Sguera Architecture PLLC | Park Slope Addition

Park Slope Addition

The existing Neo-Grec townhouse built in 1901 is a landmarked structure within the Park Slope Historic District. It retains stunning original details at the parlor floor and other select locations but had endured subpar additions and renovations in the 100+ years since it was built. The approved work for this Park Slope addition at the Landmark Preservation Commission consists of demolishing an existing one-story partial-width extension and removing portions of the exterior masonry wall at the basement level of the rear façade, and constructing a full-width one-story addition with wood cladding and metal and glass fenestration; installing a metal chimney flue rising along the rear facade to the rooftop; patching stucco in limited areas, and repainting the rear façade; a landmark window replacement and interior alterations at the basement and first floor, including the demolition and construction of load-bearing partitions and finishes, as well as mechanical, plumbing, electrical, and HVAC work.

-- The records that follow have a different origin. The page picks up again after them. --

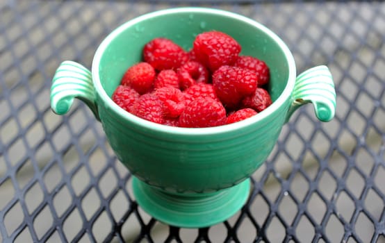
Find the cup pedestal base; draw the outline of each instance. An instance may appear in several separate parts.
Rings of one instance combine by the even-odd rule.
[[[239,210],[249,197],[250,181],[197,194],[166,192],[135,177],[132,186],[139,206],[157,220],[178,227],[203,228],[224,221]]]

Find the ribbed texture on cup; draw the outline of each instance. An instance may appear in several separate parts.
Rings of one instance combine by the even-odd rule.
[[[105,106],[99,112],[113,149],[136,177],[169,192],[207,192],[255,171],[276,143],[287,109],[279,107],[257,122],[208,135],[195,134],[195,128],[184,133],[144,128]]]

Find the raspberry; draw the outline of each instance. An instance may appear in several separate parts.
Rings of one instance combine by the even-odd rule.
[[[156,78],[155,78],[155,81],[154,81],[154,87],[155,89],[167,86],[174,87],[177,89],[179,88],[178,75],[172,69],[161,71],[156,76]]]
[[[229,115],[227,117],[227,124],[229,124],[231,123],[242,121],[245,119],[246,118],[251,117],[256,114],[257,114],[256,111],[254,110],[253,109],[250,109],[250,108],[240,109]]]
[[[186,104],[199,97],[208,97],[219,101],[214,87],[210,83],[198,83],[184,90],[183,93]]]
[[[249,108],[261,112],[272,104],[270,95],[265,90],[257,87],[252,95],[242,101],[243,107]]]
[[[182,92],[174,87],[163,87],[154,92],[162,101],[164,115],[166,117],[179,117],[185,108],[184,97]]]
[[[208,72],[204,65],[197,62],[183,64],[178,70],[179,86],[186,90],[197,83],[208,83]]]
[[[263,85],[269,83],[270,77],[269,67],[263,60],[252,56],[243,56],[238,58],[234,66],[256,72],[259,85]]]
[[[170,40],[155,38],[143,49],[145,61],[156,70],[177,69],[188,59],[188,54]]]
[[[161,99],[154,94],[142,95],[133,104],[131,113],[155,123],[164,123],[163,104]]]
[[[234,65],[241,50],[236,40],[219,31],[199,34],[192,48],[197,60],[211,72],[223,65]]]
[[[190,103],[179,117],[179,126],[203,128],[224,125],[226,110],[222,103],[211,98],[198,98]]]
[[[140,94],[133,88],[119,85],[113,94],[113,101],[125,110],[129,112],[131,106],[139,99]]]
[[[149,64],[139,62],[126,71],[120,83],[142,94],[152,88],[155,75],[155,70]]]
[[[179,118],[170,118],[165,117],[165,122],[163,125],[170,126],[179,126]]]
[[[223,105],[236,108],[246,96],[256,89],[258,77],[252,71],[231,66],[222,66],[213,74],[214,90]]]

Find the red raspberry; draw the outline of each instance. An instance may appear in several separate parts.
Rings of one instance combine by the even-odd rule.
[[[198,98],[190,103],[179,117],[179,126],[203,128],[224,125],[226,110],[222,103],[211,98]]]
[[[139,62],[126,71],[121,84],[129,86],[142,94],[152,88],[155,75],[155,70],[151,65],[147,62]]]
[[[182,90],[197,83],[208,82],[208,71],[197,62],[190,61],[183,64],[178,70],[178,76]]]
[[[213,74],[213,85],[223,105],[236,108],[246,96],[256,89],[258,77],[252,71],[231,66],[222,66]]]
[[[242,101],[243,107],[249,108],[261,112],[272,104],[270,95],[265,90],[257,87],[252,95]]]
[[[219,101],[214,87],[210,83],[198,83],[184,90],[183,93],[186,104],[199,97],[208,97]]]
[[[164,125],[170,126],[179,126],[179,117],[170,118],[165,117]]]
[[[231,123],[242,121],[245,119],[246,118],[251,117],[256,114],[257,114],[256,111],[254,110],[253,109],[250,109],[250,108],[240,109],[229,115],[227,117],[227,124],[229,124]]]
[[[191,50],[190,50],[190,51],[188,51],[188,53],[190,61],[198,62],[198,60],[195,56],[195,52],[194,51],[194,49],[192,49]]]
[[[199,34],[192,48],[197,60],[211,72],[223,65],[234,65],[241,50],[236,40],[219,31]]]
[[[163,87],[154,93],[163,103],[166,117],[177,117],[185,108],[184,96],[182,92],[174,87]]]
[[[113,101],[123,109],[129,112],[131,106],[139,99],[140,94],[133,88],[119,85],[113,94]]]
[[[256,72],[259,85],[263,85],[269,83],[270,78],[269,67],[263,60],[252,56],[243,56],[238,58],[234,66],[247,68]]]
[[[163,124],[163,104],[154,94],[142,95],[133,104],[131,113],[146,120]]]
[[[174,87],[177,89],[179,88],[178,75],[172,69],[161,71],[156,76],[156,78],[155,78],[155,81],[154,81],[154,87],[156,89],[167,86]]]
[[[177,69],[188,60],[188,54],[170,40],[155,38],[146,44],[143,58],[156,70]]]

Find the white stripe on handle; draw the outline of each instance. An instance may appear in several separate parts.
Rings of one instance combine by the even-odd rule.
[[[74,98],[82,100],[99,119],[91,72],[83,65],[64,61],[57,69],[51,86],[51,108],[58,115],[67,113]]]
[[[307,103],[313,103],[320,121],[329,122],[334,117],[336,90],[327,67],[321,65],[311,68],[297,77],[288,119],[298,107]]]

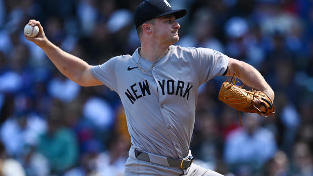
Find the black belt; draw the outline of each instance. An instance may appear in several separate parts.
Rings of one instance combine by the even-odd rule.
[[[149,156],[149,154],[144,152],[138,151],[136,149],[134,149],[135,156],[136,158],[142,161],[146,162],[151,162],[150,160],[150,157]],[[160,156],[160,157],[165,157]],[[166,157],[168,165],[171,167],[179,168],[181,169],[186,169],[189,168],[191,164],[194,161],[194,157],[192,156],[188,156],[183,159],[175,159],[169,157]],[[151,162],[153,163],[157,163],[157,161],[154,161]],[[159,164],[161,165],[164,165],[161,163]]]

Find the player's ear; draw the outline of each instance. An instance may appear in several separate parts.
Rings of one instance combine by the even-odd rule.
[[[152,32],[152,25],[149,23],[143,23],[142,24],[142,31],[144,32],[151,34]]]

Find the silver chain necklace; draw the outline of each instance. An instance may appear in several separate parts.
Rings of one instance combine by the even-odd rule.
[[[148,71],[149,70],[150,70],[150,69],[151,69],[151,68],[152,68],[152,67],[156,65],[156,63],[157,63],[158,62],[159,62],[161,59],[162,59],[162,58],[158,58],[157,60],[156,60],[154,63],[153,64],[152,64],[152,66],[150,66],[150,68],[148,68],[148,69],[143,69],[143,68],[140,67],[140,66],[139,66],[139,61],[140,60],[140,50],[141,49],[141,47],[139,47],[138,49],[138,55],[139,55],[139,59],[138,59],[138,63],[137,63],[137,66],[138,66],[138,68],[139,68],[139,69],[140,69],[141,71],[142,72],[146,72]]]

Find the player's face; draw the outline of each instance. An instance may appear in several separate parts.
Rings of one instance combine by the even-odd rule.
[[[153,25],[155,39],[164,44],[171,45],[178,42],[178,30],[180,26],[175,19],[173,15],[156,18]]]

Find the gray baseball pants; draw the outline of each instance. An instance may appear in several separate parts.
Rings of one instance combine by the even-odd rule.
[[[130,153],[130,156],[125,164],[124,176],[223,176],[216,172],[193,163],[189,168],[183,170],[138,160],[134,155]]]

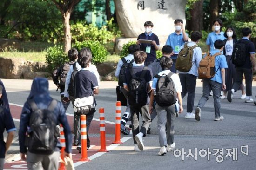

The interiors of the garden level of this majestic townhome do not attempt to compete with the adjacent parlor level and its exquisite detailing but instead remain autonomous and subdued in relation to the existing historic fabric. In that spirit, we have chosen to employ ultra minimal detailing, whitewashed exposed brick walls, large format porcelain tile from Italy, large expanses of glass and white oak accents at the kitchen, window trim, and slide-fold doors that open completely to the garden. The new sunroom between the kitchen and the garden boasts three 12 foot long panels of glass overhead that allow the southern facing kitchen to receive direct sunlight throughout the year.  In addition, the new bathroom in the extension has a terrace above and off of the master bedroom suite. The exterior cladding of the new addition uses charred wood as a viable eco-friendly option since this completely natural manufacturing process requires only fire and wood thus eliminating the harsh chemicals used in pressure-treated lumber.